Bisection Method
Goals
Understand the principle of the bisection method (Intermediate Value Theorem), its algorithm, linear convergence, stopping criteria, and comparison with Newton's and secant methods.
Prerequisites
- Chapter 6: Absolute Error / Chapter 7: Relative Error
- Chapter 9: Truncation Error
- Continuous functions and the Intermediate Value Theorem
Contents
1. Principle
The bisection method is a root-finding algorithm based on the Intermediate Value Theorem.
Intermediate Value Theorem
If $f$ is continuous on $[a,b]$ and $f(a)\cdot f(b) < 0$, then there exists at least one $c \in (a,b)$ such that $f(c) = 0$.
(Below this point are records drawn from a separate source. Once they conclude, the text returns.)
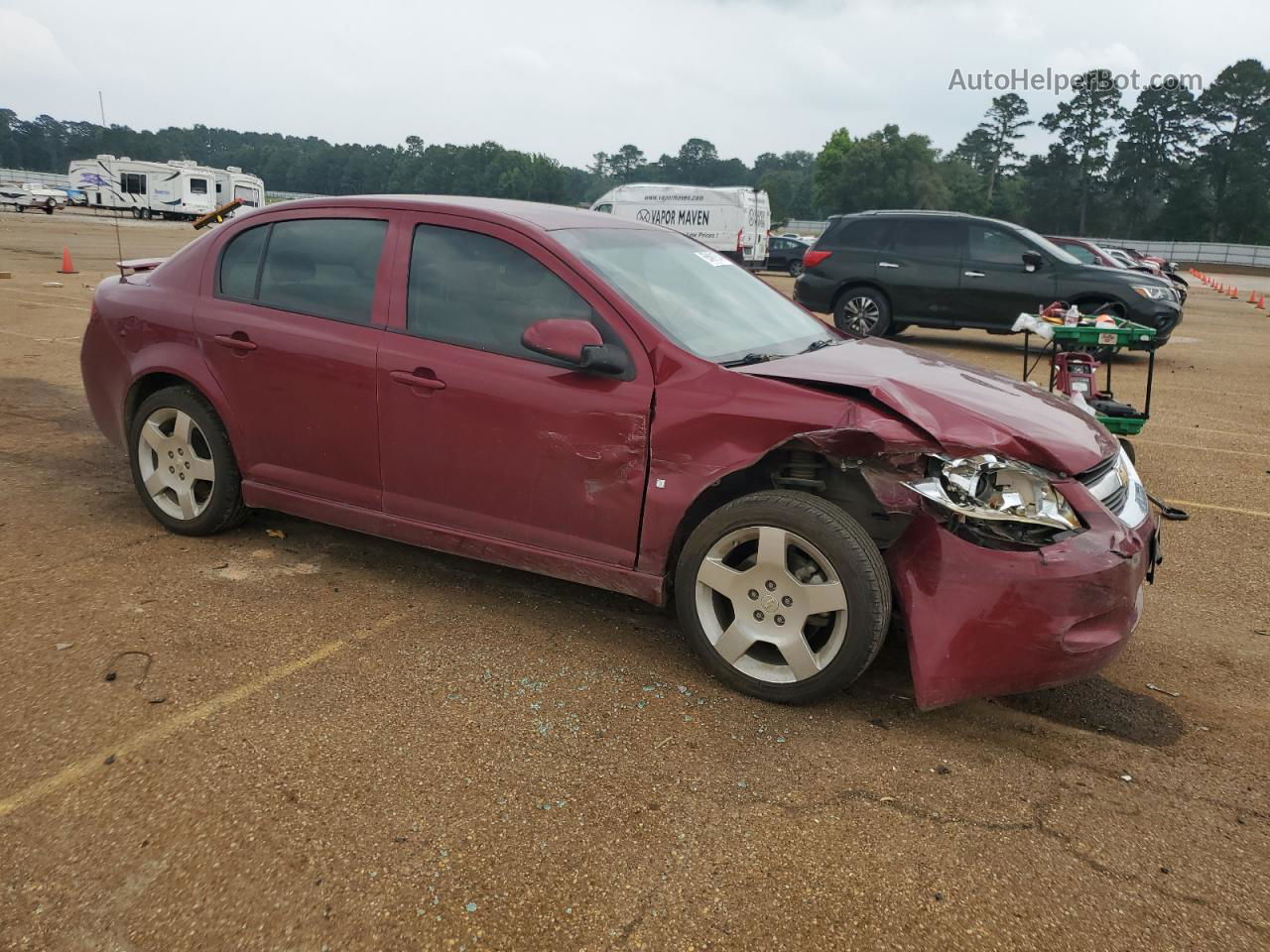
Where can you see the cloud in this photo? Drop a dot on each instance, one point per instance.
(576, 76)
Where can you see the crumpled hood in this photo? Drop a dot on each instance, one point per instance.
(964, 409)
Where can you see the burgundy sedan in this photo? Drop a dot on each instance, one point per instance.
(613, 404)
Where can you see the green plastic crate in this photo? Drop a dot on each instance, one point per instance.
(1123, 425)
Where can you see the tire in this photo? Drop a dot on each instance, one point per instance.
(194, 479)
(862, 311)
(829, 649)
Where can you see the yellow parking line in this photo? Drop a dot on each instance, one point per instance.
(1193, 504)
(1206, 429)
(1203, 449)
(79, 308)
(81, 769)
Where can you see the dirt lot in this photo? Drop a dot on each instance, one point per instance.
(343, 743)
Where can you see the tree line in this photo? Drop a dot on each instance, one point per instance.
(1176, 166)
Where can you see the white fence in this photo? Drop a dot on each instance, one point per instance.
(48, 179)
(1198, 252)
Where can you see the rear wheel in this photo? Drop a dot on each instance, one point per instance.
(862, 311)
(183, 466)
(783, 595)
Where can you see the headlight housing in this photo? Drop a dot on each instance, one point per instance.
(1000, 499)
(1156, 293)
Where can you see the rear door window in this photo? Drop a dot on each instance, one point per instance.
(996, 245)
(930, 238)
(322, 267)
(865, 234)
(240, 264)
(318, 267)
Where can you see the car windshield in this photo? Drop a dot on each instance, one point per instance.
(1047, 245)
(698, 298)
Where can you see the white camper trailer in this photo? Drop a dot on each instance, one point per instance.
(234, 182)
(177, 189)
(733, 221)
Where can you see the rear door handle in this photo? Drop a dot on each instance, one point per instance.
(234, 341)
(413, 379)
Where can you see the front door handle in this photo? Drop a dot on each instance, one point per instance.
(238, 340)
(416, 379)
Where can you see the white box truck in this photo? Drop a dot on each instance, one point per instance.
(178, 189)
(733, 221)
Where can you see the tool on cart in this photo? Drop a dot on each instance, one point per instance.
(1076, 347)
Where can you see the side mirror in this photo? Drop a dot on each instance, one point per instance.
(574, 341)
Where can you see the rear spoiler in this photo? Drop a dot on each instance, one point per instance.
(140, 264)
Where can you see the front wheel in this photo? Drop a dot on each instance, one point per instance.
(784, 595)
(183, 466)
(862, 311)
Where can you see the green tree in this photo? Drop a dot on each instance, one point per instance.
(883, 171)
(1156, 141)
(1084, 126)
(1236, 108)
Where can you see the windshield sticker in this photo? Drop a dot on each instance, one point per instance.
(711, 258)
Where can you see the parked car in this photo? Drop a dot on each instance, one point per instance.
(477, 376)
(1091, 253)
(21, 198)
(879, 272)
(785, 254)
(1128, 261)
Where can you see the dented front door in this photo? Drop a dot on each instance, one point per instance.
(483, 436)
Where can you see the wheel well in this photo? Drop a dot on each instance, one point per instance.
(144, 388)
(855, 286)
(799, 468)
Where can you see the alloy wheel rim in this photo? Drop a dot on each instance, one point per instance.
(861, 313)
(176, 462)
(771, 604)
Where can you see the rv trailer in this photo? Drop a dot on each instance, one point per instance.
(178, 189)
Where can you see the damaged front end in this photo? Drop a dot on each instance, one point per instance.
(1007, 576)
(1014, 579)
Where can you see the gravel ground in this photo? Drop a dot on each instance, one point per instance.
(335, 742)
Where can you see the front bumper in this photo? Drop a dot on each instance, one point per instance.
(985, 622)
(1164, 318)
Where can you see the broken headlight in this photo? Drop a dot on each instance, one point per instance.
(997, 499)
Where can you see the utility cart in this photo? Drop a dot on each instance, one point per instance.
(1076, 353)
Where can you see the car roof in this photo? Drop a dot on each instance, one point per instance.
(548, 217)
(924, 213)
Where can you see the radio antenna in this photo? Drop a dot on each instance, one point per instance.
(118, 241)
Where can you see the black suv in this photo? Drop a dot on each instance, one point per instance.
(786, 255)
(879, 272)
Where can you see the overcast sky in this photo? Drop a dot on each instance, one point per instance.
(571, 77)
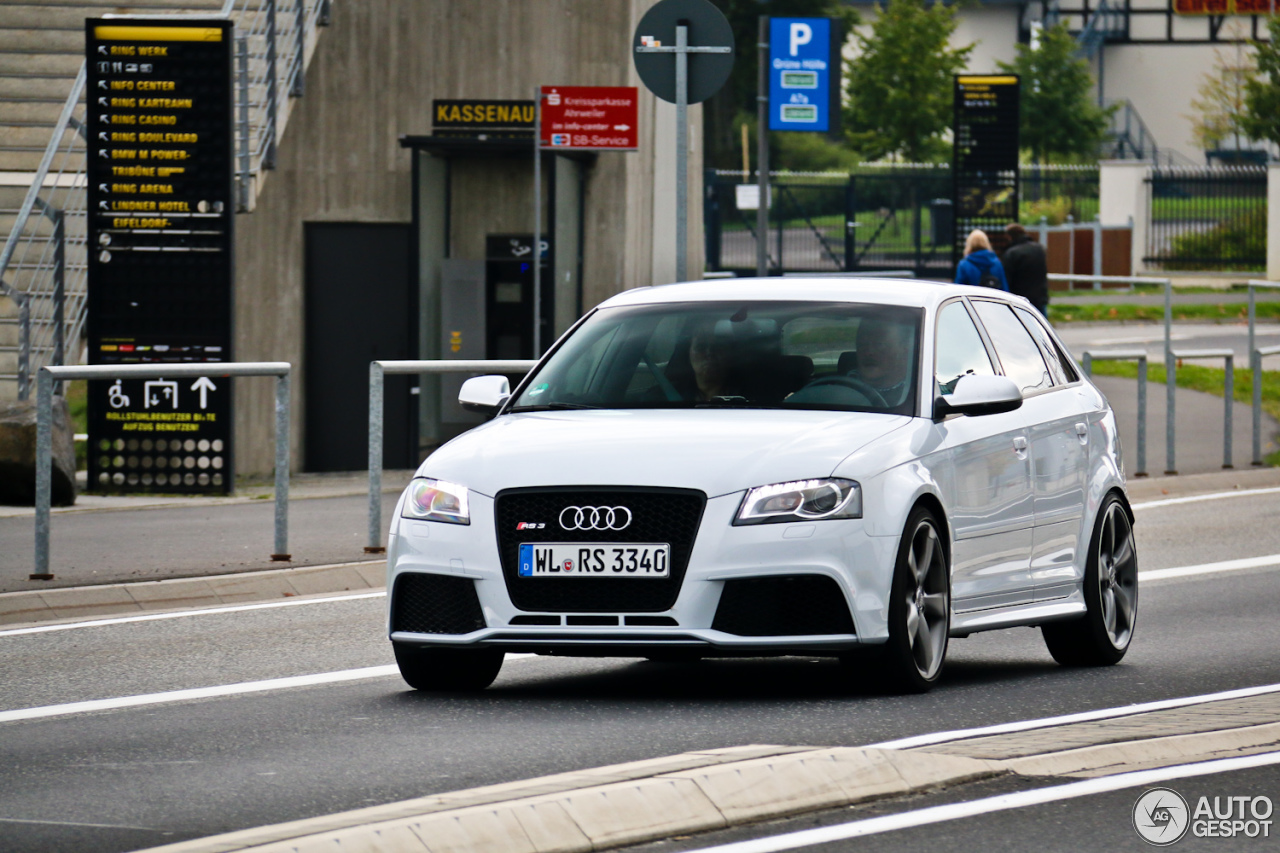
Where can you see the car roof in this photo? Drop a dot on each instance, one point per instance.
(881, 291)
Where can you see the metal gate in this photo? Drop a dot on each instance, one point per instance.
(827, 223)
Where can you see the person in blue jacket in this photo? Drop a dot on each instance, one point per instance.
(979, 264)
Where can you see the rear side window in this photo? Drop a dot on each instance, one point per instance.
(960, 349)
(1064, 372)
(1019, 354)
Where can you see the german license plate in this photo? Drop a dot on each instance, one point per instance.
(594, 560)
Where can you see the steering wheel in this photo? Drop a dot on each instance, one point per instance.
(862, 387)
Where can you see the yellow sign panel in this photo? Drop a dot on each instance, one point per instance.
(158, 33)
(1224, 7)
(987, 81)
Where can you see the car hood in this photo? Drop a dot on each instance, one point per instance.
(717, 451)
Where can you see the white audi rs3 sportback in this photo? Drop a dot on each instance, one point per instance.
(772, 466)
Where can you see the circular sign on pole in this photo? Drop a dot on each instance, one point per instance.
(707, 28)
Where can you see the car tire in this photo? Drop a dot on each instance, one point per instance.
(447, 669)
(1102, 635)
(919, 609)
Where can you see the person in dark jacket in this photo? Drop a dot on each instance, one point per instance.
(979, 265)
(1027, 268)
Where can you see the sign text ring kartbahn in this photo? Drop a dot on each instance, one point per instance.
(160, 251)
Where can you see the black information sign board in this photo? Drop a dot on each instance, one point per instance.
(984, 162)
(160, 261)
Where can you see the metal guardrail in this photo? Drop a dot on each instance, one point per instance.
(1089, 356)
(49, 377)
(1228, 398)
(376, 373)
(1256, 355)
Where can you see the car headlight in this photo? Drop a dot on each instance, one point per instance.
(801, 501)
(437, 501)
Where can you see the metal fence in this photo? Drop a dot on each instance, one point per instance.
(896, 217)
(1059, 192)
(1207, 218)
(44, 259)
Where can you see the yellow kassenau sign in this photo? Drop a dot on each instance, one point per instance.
(158, 33)
(987, 81)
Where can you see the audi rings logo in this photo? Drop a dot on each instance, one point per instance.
(595, 518)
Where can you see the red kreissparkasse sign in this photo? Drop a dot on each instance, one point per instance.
(600, 118)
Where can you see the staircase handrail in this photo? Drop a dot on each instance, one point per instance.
(37, 183)
(264, 80)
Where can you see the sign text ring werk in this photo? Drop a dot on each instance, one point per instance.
(160, 251)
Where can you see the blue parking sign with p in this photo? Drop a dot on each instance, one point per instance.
(800, 74)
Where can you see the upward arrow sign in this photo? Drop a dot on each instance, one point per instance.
(204, 386)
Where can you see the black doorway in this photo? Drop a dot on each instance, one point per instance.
(360, 306)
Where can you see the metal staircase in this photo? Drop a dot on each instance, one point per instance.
(42, 263)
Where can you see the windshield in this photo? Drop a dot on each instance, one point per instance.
(758, 355)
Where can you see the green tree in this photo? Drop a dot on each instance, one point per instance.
(1261, 118)
(725, 113)
(899, 90)
(1059, 115)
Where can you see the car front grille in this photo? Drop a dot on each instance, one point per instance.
(424, 603)
(667, 516)
(782, 606)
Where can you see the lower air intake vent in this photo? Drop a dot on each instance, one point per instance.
(435, 605)
(782, 606)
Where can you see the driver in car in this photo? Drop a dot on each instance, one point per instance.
(885, 357)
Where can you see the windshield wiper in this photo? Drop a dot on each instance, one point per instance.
(552, 407)
(728, 400)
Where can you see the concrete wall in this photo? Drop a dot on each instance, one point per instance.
(373, 78)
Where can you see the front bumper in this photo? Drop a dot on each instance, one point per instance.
(856, 566)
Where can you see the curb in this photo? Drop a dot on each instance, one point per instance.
(21, 609)
(1152, 752)
(638, 802)
(712, 789)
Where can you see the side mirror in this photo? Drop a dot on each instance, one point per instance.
(979, 396)
(484, 393)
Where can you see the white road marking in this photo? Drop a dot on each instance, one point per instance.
(197, 693)
(1210, 568)
(1084, 716)
(18, 820)
(182, 614)
(988, 804)
(209, 692)
(1197, 498)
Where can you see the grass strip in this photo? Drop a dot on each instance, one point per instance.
(1220, 313)
(1208, 381)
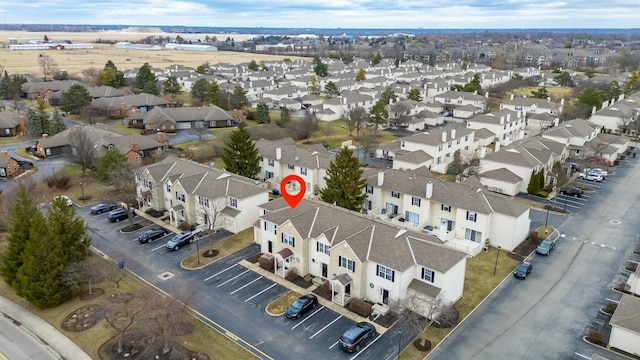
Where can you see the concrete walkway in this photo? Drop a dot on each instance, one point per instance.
(302, 291)
(47, 334)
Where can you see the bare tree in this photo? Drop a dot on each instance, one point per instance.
(48, 66)
(211, 212)
(356, 118)
(199, 129)
(82, 148)
(367, 140)
(420, 311)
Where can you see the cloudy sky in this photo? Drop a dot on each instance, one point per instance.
(399, 14)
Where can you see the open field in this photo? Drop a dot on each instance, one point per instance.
(75, 61)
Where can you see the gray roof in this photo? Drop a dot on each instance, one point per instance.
(371, 240)
(316, 158)
(627, 314)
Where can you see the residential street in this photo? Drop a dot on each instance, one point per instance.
(546, 315)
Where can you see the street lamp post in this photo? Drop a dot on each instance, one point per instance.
(495, 267)
(399, 342)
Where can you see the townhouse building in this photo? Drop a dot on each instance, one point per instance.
(194, 193)
(464, 216)
(281, 158)
(360, 256)
(508, 125)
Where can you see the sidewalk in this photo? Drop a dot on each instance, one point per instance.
(48, 335)
(322, 301)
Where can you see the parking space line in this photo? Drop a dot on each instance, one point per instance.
(326, 326)
(307, 318)
(366, 347)
(159, 247)
(220, 272)
(245, 285)
(274, 284)
(233, 278)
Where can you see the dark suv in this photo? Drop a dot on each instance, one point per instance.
(117, 215)
(183, 238)
(357, 336)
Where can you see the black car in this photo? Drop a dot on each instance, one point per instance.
(183, 238)
(357, 336)
(301, 306)
(545, 247)
(152, 234)
(102, 207)
(572, 192)
(117, 215)
(523, 270)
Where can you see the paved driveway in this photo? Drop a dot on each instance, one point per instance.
(546, 316)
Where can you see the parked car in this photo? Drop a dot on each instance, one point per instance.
(575, 192)
(357, 336)
(118, 215)
(152, 234)
(523, 270)
(301, 306)
(545, 247)
(102, 207)
(591, 176)
(65, 198)
(179, 240)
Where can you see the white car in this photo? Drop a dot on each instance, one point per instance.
(65, 198)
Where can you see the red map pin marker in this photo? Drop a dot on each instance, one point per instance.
(293, 199)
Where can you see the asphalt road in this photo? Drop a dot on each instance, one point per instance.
(17, 344)
(232, 299)
(546, 315)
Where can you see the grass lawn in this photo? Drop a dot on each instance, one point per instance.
(280, 305)
(478, 283)
(225, 247)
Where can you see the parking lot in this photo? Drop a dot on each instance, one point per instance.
(235, 297)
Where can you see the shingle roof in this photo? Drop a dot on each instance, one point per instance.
(627, 314)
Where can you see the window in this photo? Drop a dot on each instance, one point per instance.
(471, 216)
(270, 227)
(473, 235)
(428, 275)
(415, 201)
(346, 263)
(385, 273)
(322, 248)
(288, 239)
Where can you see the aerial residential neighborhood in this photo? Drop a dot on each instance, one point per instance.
(482, 195)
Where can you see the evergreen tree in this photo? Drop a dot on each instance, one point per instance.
(56, 124)
(199, 90)
(112, 159)
(345, 187)
(285, 116)
(145, 76)
(262, 114)
(240, 155)
(40, 279)
(74, 99)
(21, 215)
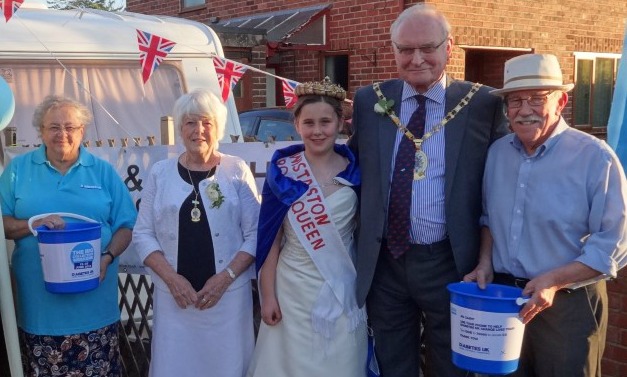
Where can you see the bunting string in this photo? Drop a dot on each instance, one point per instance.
(153, 49)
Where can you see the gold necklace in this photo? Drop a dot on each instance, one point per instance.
(420, 157)
(195, 212)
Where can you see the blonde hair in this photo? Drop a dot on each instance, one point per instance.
(200, 102)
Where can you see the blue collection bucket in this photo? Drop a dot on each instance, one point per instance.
(486, 333)
(70, 257)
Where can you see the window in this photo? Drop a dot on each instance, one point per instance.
(122, 105)
(594, 86)
(191, 3)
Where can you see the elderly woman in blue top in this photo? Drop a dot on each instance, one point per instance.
(196, 231)
(71, 333)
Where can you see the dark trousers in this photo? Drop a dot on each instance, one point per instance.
(567, 339)
(403, 290)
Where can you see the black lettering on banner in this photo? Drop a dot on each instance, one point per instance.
(133, 171)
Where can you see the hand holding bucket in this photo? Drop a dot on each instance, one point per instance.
(486, 330)
(70, 257)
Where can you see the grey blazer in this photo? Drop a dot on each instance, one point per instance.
(468, 137)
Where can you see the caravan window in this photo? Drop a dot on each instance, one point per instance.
(123, 106)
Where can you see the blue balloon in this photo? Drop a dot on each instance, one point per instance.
(7, 103)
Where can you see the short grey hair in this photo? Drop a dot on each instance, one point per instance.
(421, 10)
(203, 103)
(51, 102)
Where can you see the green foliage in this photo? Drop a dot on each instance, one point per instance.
(109, 5)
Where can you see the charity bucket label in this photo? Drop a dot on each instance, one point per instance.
(486, 335)
(70, 262)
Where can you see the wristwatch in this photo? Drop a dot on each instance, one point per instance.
(109, 253)
(230, 272)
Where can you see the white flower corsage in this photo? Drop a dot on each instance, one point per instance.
(215, 195)
(384, 106)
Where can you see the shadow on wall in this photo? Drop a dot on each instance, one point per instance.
(4, 359)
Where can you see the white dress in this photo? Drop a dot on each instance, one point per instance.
(217, 342)
(290, 348)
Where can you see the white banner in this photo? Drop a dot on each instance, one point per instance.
(133, 165)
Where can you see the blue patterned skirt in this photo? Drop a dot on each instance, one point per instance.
(95, 353)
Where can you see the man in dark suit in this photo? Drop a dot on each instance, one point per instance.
(403, 277)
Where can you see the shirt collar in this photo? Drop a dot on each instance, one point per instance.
(435, 93)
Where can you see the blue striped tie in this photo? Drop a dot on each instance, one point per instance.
(398, 236)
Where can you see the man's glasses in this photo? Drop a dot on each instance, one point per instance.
(424, 50)
(58, 129)
(537, 100)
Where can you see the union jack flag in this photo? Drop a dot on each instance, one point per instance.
(152, 50)
(288, 92)
(10, 7)
(229, 73)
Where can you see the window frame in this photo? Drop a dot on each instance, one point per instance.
(592, 57)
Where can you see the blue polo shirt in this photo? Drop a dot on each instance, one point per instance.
(30, 186)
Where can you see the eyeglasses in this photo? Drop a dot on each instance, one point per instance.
(537, 100)
(424, 50)
(195, 121)
(57, 129)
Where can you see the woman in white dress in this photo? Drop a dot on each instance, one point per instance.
(311, 323)
(197, 232)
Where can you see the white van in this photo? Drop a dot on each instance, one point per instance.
(93, 56)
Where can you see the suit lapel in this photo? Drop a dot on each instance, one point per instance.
(454, 132)
(387, 134)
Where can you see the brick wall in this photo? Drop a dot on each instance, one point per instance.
(360, 28)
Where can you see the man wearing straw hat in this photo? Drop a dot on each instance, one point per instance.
(554, 217)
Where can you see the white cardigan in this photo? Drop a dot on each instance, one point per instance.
(233, 225)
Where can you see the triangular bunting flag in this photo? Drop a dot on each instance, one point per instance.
(9, 7)
(288, 92)
(229, 73)
(152, 50)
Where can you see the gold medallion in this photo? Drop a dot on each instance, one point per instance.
(195, 214)
(420, 165)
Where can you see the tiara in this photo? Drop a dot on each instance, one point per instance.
(321, 88)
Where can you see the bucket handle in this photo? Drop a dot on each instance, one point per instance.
(61, 214)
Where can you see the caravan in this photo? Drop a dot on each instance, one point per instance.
(93, 56)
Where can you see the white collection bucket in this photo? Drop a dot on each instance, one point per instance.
(70, 257)
(486, 332)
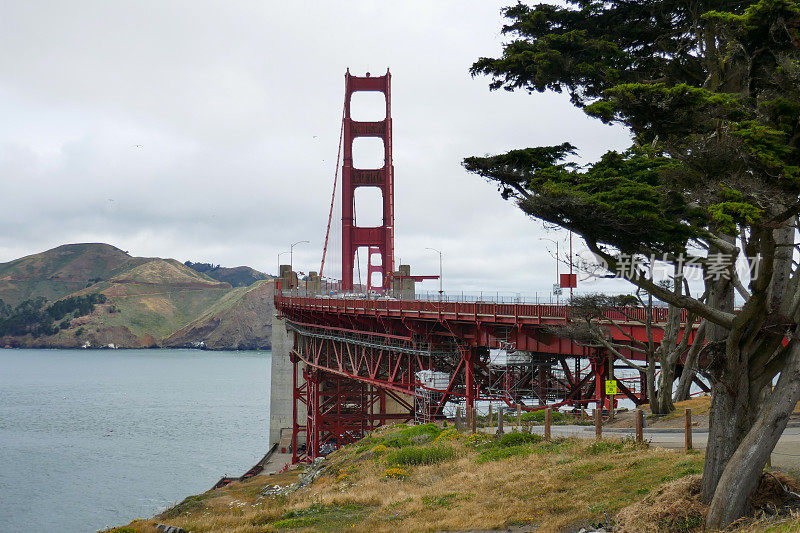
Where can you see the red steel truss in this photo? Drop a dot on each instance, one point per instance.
(354, 352)
(380, 239)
By applying this theorem iteratively, the interval is halved at each step, bracketing the root ever more tightly.
2. Algorithm
Bisection Method
- Choose an initial interval $[a,b]$ such that $f$ is continuous and $f(a)\cdot f(b) < 0$.
- Compute the midpoint $c = (a+b)/2$.
- If $f(c) = 0$, then $c$ is a root; terminate.
- If $f(a)\cdot f(c) < 0$, set $b \leftarrow c$; otherwise set $a \leftarrow c$.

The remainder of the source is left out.